Voilà pourquoi l’individualisme « politiquement correct » n’est pas cet égoïsme vulgaire que beaucoup voudraient souvent y voir. Regardé d’un point de vue plus profond, il est une métaphysique, une mystique, une morale, et ce sont ces dieux qui réclament la reconnaissance de leur majesté, le respect inconditionnel de leur divine volonté.  Et voilà précisément quel est l’homme des « Droits de l’Homme » (version bas de gamme, postmoderne, « politiquement correcte »). Si vous n’y croyez pas, vous êtes des athées – athées de Mr X, ou de Mme Y, athées de ces dieux postmodernes. Vous voyez bien que tout le monde est athée et qu’on est toujours l’athée de quelqu’un. Ce que Nietzsche n’avait pas prévu, c'est que ses « nouveaux dieux » seraient ceux qu’il appelait les « derniers hommes ».    

 

          

 

Sans ce minimum d’initiation philosophique, nous ne pouvons pas comprendre grand-chose à la démocratie tardive – celle qui est en train de finir. Cette démocratie-là n’est plus la société libre des enfants de Dieu (comme pour les démocrates chrétiens), ni l’Eglise universelle de la Raison (comme pour les vieux Républicains rationalistes), mais c’est le Panthéon des nouveaux dieux, la République des derniers hommes.

 

Bien sûr, cette mythologie actuelle n’est crédible que dans l’espace-temps de l’infosphère. Eteignez la télévision, la superstition s’évanouit, tout le monde se réveille, il n’y a plus de dieux et nous redevenons des hommes.

                                                                                   

 

 


[1] Film de Christophe NOLAN avec Leonardo DI CAPRIO et Marion COTILLARD, 2010.

[2] Cela n’est peut-être pas si (post)moderne qu’il paraît.

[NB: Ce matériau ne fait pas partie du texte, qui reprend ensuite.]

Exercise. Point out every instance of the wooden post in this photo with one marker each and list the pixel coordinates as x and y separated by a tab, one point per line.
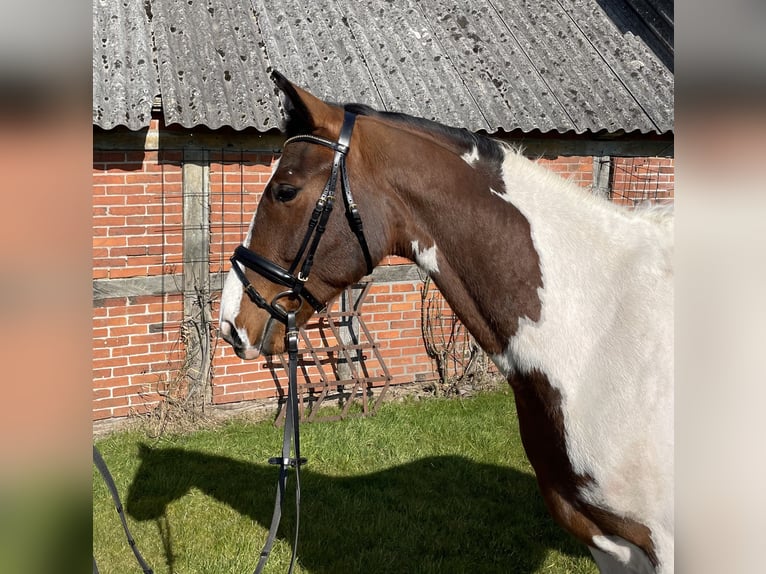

Si l’on se réfère aux philosophes classiques, on peut voir là une interprétation leibnizienne de la pensée de SPINOZA, ou une interprétation spinoziste de la pensée de LEIBNIZ, dont LESSING serait l’inventeur, à la fin du 18ème siècle. Pour lui, les « monades » seraient la gloire de l’Un et Tout. C’est une idée brillante, plus mystérieuse que celle de la Sainte-Trinité, surtout si elle est censée être simplement rationnelle.